Dr. Joe Wholey is Professor
Emeritus in the University of Southern California’s School of Policy,
Planning and Development and a Fellow of the National Academy of Public
Administration. An internationally known expert in strategic planning,
performance management, and program evaluation, Wholey is author of numerous
journal articles, book chapters, and books including Evaluation and
Effective Public Management and a number of co-edited books. A new
edition of Dr. Wholey’s Handbook of Practical Program Evaluation
(co-authored and co-edited with Harry Hatry and Kathryn Newcomer) is now in
the works.
Dr. Wholey has consulted with,
and provided training for, The World Bank and a wide variety of
government agencies, nonprofit organizations, and foundations in this
country and abroad. He was President of the Evaluation Research Society
and is a co-founder of the American Evaluation Association.
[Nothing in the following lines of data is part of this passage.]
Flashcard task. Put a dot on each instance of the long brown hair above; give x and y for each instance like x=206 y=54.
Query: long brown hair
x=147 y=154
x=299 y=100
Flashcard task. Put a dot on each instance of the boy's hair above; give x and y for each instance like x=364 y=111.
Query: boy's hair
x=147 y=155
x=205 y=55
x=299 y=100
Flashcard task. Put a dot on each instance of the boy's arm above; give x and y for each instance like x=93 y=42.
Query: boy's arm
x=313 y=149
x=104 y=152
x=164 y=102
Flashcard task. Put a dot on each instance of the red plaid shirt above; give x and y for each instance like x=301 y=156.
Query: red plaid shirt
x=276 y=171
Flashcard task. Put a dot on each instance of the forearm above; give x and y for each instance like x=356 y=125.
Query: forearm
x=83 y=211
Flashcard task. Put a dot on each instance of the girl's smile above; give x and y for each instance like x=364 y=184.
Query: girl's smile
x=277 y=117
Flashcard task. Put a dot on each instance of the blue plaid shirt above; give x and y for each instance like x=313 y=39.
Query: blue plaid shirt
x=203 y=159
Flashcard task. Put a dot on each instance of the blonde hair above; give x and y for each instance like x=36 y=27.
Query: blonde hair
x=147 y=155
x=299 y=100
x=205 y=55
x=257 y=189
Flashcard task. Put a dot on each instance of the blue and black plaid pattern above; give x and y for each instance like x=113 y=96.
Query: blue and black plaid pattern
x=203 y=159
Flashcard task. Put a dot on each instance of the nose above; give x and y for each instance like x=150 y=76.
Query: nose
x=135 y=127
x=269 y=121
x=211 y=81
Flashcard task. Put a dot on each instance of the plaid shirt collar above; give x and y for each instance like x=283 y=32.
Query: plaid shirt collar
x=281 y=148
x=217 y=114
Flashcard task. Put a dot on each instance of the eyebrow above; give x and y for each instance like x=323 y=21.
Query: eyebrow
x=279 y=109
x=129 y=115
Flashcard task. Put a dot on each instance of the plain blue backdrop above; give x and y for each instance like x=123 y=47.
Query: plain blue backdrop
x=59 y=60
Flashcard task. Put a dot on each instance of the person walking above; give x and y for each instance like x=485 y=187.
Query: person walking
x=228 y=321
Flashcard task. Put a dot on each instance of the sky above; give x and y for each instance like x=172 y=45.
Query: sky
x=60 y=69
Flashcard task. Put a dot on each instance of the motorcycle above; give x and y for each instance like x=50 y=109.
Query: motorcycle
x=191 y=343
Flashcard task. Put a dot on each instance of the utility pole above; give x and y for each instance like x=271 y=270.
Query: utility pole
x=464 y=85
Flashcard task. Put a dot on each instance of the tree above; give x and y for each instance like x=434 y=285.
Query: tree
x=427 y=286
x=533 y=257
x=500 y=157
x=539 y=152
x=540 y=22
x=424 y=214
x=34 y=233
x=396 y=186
Dr. Wholey came to Washington
as a senior staff member at the Institute for Defense Analyses. He was
Special Assistant to the Deputy Assistant Secretary for Program Analysis
and was Director of Evaluation in the U.S. Department of Health,
Education, and Welfare in the Johnson Administration; Director of
Evaluation Studies at The Urban Institute; and Deputy Assistant
Secretary for Evaluation in the U.S. Department of Health and Human
Services in the Carter Administration. He was Senior Advisor to the
Deputy Director for Management in the U.S. Office of Management and
Budget in the Clinton Administration and was Senior Advisor for
Evaluation Methodology and Senior Advisor for Performance and
Accountability in the U.S. Government Accountability Office. Dr. Wholey
has been a local elected official, serving three times as Chairman of
the County Board of Arlington, Virginia, and as Chairman of the
Washington Metropolitan Area Transit Authority (Metro). He was Chairman
of the Virginia Board of Social Services, President of Capital Hospice,
and a co-founder and Chairman of the International Hospice Institute. He
was a co-founder and President of the Arlington Partnership for
Affordable Housing and is a co-founder and board member of the Alliance
for Housing Solutions.
Dr. Wholey holds a doctorate in
philosophy and a master of arts in mathematics from Harvard University
and a bachelor of arts in mathematics from The Catholic University of
America.
Dr. David Wilson is an
Associate Professor in the Department of Administration of Justice at
George Mason University. He received his Ph.D. in applied social
psychology from Claremont Graduate University. His research interests
include program evaluation research methodology, meta-analysis, and the
effectiveness of interventions for the rehabilitation of offenders and
the prevention of crime and problem behavior. Recent work has focused on
correctional boot camps, domestic violence interventions,
incarceration-based drug treatment, and school-based prevention
programs. He was the 1999 recipient of the Marcia Guttentag award for
Early Promise as an Evaluator from the American Evaluation Association.